Photo by Andrea Piacquadio
As a parent, I often catch myself telling my kids “No.” A word that is hard to avoid when teaching them wrong from right. It is no wonder they already loathe the word as young kids and will voice their “opinion” quickly.
Looking back, I realize that I never liked hearing this word either. Whether it was when I was a toddler (“No, you can’t have dessert before dinner”), a teenager (“No, you can’t stay out past midnight”), or even a husband (“No, you can’t play golf this weekend”), it was not and still not something I like to hear.
No one likes rejection, which is why so many professionals avoid business development. They would rather avoid disappointment by doing very little, if any, outreach to their prospects.
Worse yet is reaching out to someone and never hearing back from them, a.k.a. getting ghosted. The frustration and self-doubt can be demoralizing. The imagination can easily turn to the negative, which will take the momentum out of doing more outreach.
So how can someone overcome this hurdle?
For starters, try not to take the rejection or ghosting personally. I realize this can be easier said than done but think about it for a minute. What would happen if every contact you reached out to replied “Thanks for reaching out. I need to hire you for a matter right now.” I realize that some of you might think “I’ll take it!” but after a while you will feel overwhelmed.
How about resetting the expectation?
Approach business development with the mindset that not everyone is going to need you or want to work with you. So many factors come into play. The prospect might not have a current need. They could already be working with a competitor. They don’t trust you…yet. Whatever the reason, understanding that when playing the “BD game” it can make a huge difference in how you respond to the “thanks, but no thanks,” or no reply at all.

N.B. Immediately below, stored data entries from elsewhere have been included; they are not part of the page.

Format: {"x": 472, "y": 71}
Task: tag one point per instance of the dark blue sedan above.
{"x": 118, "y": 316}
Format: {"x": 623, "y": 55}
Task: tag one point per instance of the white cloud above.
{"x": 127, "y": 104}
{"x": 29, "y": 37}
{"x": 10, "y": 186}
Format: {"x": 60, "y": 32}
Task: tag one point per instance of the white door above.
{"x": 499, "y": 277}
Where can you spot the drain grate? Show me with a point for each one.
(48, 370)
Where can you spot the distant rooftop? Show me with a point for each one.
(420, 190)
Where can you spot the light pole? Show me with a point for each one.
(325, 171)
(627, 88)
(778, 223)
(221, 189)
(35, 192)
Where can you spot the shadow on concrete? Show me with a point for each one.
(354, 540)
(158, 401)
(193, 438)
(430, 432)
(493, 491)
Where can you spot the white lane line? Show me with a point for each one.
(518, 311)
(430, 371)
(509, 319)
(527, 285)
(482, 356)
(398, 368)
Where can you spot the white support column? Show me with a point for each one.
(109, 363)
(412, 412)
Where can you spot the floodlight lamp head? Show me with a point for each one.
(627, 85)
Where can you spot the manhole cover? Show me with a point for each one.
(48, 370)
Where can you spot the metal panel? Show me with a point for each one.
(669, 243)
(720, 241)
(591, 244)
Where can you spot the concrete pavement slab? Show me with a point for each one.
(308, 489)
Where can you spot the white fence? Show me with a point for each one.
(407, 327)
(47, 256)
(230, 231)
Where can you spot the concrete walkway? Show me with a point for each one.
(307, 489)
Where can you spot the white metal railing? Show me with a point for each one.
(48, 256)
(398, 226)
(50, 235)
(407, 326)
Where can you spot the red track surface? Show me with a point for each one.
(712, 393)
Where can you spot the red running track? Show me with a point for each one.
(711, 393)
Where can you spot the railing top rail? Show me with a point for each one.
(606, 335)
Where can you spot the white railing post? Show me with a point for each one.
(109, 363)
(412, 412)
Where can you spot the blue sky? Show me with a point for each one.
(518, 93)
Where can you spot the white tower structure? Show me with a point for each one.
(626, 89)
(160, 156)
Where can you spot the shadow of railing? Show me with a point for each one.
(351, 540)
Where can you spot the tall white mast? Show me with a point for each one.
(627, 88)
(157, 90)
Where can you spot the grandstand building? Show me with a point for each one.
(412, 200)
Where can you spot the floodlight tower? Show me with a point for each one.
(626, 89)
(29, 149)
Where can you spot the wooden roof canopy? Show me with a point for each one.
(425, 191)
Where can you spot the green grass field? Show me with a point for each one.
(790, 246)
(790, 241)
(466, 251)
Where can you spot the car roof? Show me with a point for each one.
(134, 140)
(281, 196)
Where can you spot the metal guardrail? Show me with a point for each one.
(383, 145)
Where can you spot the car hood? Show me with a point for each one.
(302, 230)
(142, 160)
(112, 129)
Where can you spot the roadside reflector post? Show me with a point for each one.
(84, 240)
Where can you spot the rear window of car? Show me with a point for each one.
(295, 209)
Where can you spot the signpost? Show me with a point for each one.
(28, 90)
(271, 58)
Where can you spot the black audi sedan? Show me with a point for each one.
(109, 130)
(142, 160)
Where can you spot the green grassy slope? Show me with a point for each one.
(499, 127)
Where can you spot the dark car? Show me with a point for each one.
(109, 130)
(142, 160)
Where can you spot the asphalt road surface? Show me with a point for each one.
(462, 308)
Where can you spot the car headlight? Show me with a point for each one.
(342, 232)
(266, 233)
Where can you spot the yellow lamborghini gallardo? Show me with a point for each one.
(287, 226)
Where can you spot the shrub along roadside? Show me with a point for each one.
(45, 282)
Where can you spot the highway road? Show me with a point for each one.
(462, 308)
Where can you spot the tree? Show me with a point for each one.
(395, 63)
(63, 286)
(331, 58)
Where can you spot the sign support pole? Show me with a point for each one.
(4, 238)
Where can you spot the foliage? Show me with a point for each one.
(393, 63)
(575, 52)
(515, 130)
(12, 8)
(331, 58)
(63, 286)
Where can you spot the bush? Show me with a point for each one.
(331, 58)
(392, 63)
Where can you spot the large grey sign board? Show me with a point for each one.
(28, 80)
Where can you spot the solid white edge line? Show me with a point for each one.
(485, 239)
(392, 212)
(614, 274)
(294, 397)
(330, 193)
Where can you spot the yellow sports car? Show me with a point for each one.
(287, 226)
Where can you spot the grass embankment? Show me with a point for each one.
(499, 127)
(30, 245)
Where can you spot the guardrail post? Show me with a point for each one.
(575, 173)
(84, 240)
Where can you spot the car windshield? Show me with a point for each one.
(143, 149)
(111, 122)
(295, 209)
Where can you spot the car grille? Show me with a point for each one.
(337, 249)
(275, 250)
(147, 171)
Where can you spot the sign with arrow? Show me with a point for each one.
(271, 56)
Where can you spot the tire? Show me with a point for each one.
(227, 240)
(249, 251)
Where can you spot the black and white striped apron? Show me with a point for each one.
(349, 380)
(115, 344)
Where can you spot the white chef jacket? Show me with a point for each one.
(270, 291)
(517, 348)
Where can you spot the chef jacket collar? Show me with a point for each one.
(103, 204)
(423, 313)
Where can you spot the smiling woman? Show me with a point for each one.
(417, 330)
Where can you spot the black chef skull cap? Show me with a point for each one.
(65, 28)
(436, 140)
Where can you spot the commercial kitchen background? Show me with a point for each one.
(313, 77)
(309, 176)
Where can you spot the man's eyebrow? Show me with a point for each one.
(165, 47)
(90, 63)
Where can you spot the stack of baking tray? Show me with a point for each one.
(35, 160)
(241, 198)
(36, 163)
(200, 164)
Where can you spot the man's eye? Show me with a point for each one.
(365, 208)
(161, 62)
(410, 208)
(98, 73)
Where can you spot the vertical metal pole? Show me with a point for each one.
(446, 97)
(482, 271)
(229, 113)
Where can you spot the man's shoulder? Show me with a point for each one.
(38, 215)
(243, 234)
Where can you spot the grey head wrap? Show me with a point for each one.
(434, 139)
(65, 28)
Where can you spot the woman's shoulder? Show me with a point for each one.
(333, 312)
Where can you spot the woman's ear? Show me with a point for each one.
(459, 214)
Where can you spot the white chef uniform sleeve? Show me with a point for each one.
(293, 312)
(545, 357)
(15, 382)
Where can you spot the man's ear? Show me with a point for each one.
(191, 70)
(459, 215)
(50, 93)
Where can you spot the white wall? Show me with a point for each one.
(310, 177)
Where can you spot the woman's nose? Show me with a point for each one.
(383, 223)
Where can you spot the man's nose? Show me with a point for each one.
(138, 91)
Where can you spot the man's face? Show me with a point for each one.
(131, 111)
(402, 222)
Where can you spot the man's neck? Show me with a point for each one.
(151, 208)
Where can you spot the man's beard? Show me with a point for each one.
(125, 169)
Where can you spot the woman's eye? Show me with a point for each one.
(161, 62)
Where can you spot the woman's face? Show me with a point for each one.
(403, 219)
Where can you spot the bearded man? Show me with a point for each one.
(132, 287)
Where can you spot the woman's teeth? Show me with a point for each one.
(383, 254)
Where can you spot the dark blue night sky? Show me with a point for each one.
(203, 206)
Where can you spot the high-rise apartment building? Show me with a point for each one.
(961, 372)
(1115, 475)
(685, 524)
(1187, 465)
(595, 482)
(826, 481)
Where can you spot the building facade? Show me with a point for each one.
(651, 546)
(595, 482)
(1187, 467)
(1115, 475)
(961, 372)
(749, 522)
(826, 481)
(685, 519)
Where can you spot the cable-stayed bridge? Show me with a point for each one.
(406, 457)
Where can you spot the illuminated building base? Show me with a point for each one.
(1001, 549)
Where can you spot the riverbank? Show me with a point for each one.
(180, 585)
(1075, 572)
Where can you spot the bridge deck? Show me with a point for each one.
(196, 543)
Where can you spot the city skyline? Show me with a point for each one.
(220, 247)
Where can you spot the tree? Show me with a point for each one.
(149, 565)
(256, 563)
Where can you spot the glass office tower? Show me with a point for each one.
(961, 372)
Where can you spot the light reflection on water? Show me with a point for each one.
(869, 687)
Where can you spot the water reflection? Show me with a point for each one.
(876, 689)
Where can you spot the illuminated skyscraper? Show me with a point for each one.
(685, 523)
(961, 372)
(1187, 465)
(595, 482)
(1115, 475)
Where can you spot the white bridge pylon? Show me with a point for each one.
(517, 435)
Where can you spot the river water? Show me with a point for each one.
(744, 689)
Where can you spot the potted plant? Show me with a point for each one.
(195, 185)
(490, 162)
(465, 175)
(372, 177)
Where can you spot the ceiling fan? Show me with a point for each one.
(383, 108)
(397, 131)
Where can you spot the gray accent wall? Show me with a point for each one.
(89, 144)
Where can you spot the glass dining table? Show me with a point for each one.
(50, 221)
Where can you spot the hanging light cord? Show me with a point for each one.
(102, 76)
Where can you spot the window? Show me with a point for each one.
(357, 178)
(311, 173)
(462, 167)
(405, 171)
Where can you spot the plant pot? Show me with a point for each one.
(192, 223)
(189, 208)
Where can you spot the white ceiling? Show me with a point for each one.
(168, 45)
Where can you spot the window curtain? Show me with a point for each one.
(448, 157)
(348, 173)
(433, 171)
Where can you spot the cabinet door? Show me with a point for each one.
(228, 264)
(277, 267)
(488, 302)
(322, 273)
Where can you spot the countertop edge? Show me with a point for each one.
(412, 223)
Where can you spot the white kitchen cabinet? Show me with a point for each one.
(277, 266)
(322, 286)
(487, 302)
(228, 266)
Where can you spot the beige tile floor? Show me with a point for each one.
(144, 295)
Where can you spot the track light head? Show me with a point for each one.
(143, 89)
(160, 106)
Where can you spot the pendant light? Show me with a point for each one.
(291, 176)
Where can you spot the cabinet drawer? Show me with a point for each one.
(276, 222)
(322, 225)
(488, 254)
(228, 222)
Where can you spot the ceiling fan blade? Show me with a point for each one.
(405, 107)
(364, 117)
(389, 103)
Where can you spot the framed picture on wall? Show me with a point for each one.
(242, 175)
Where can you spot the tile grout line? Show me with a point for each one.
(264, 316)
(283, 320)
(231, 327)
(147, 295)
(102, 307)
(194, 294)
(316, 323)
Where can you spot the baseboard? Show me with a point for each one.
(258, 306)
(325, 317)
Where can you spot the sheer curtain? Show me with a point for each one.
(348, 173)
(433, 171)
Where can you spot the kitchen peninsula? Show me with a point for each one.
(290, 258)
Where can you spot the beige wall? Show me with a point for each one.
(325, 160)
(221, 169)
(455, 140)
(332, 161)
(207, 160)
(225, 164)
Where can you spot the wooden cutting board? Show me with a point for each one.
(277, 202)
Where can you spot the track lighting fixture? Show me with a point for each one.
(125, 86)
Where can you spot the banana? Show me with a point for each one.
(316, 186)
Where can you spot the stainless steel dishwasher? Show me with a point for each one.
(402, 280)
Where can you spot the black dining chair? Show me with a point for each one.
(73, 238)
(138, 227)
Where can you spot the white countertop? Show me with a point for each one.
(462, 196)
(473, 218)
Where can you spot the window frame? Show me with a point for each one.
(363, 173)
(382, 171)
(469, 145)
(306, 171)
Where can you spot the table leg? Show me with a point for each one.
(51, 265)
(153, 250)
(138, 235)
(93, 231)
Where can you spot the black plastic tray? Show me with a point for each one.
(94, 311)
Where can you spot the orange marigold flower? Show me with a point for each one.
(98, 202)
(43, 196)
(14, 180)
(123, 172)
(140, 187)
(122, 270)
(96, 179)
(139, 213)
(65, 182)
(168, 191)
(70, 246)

The important thing to remember is that “No” typically doesn’t mean never. It means “not right now.” The dynamics can change over time. That same prospect might have a need 1 year later and will think of you because you didn’t give up on them and stayed in touch. The competitor that was serving your prospect might have raised their rates too high, dropped the ball on a project, or lost their lead partner to retirement. The prospect might have finally reached a point of trusting you over time and now wants to give you a shot.
Whatever the reason, do your best to understand that many reasons why a prospect doesn’t want to work with you right now or doesn’t even take the time to respond to you may have little to do with you and more about what is going on in their world. And their world can change over time. Hence why my three favorite words to describe BD are Patience, Persistence, and Resilience.
I am sure my kids will continue to cringe at hearing the word “No” from me. In addition to helping them be good people, I want them to realize that rejection is part of life and that it should not curtail them from taking risks in their pursuits. Growth comes from learning from failures and moving on. Now, if only my kids could appreciate what I am doing right now when I say “No.”